Even as the magnitude of the danger became apparent the city refused to remove the bollards and open the additional lanes. Miraculously, unlike northern California this month, no one died. When contacted for this story, the captain of Station 74 in Sunland said, “No comment,” and hung up. 


The dangers of road diets are not limited to massive emergencies. Throughout Los Angeles emergency responders routinely bog down on newly narrowed streets. A senior official with the Los Angeles Fire Department, speaking on condition of anonymity, said, “Taking away lanes, and drivers’ ability to pull right, impedes emergency response. We all have gripes…removing lanes has added another detriment in responding to emergencies at times.”

This video, captured on Venice Boulevard, shows just how bad the situation can be. The ambulance and fire engine took nearly five minutes to travel four blocks from their station to the scene, where a motorcyclist lay pinned under a semi truck.
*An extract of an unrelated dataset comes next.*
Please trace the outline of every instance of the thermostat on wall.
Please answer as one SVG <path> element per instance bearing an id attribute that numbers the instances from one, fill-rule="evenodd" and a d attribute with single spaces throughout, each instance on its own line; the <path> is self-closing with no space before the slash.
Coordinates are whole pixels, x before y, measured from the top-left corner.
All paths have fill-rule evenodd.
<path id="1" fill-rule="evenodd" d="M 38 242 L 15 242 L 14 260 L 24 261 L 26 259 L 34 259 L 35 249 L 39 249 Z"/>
Another senior official, also speaking on condition of anonymity, said, “Every crew I’ve talked to has stories.”

Captain Harry Holtz of the Oakland Fire Department said that a road diet on Telegraph Avenue – another major thoroughfare and evacuation route – at times forces his drivers to resort to what they grimly call “suicide mode,” driving down the opposite side of the street.

Despite mounting evidence of serious public safety hazards cities and counties around California continue to install thousands of road diets. Ms. Grant asks, “How many people have to die before they stop?” Tragically, the answer may lie in Paradise.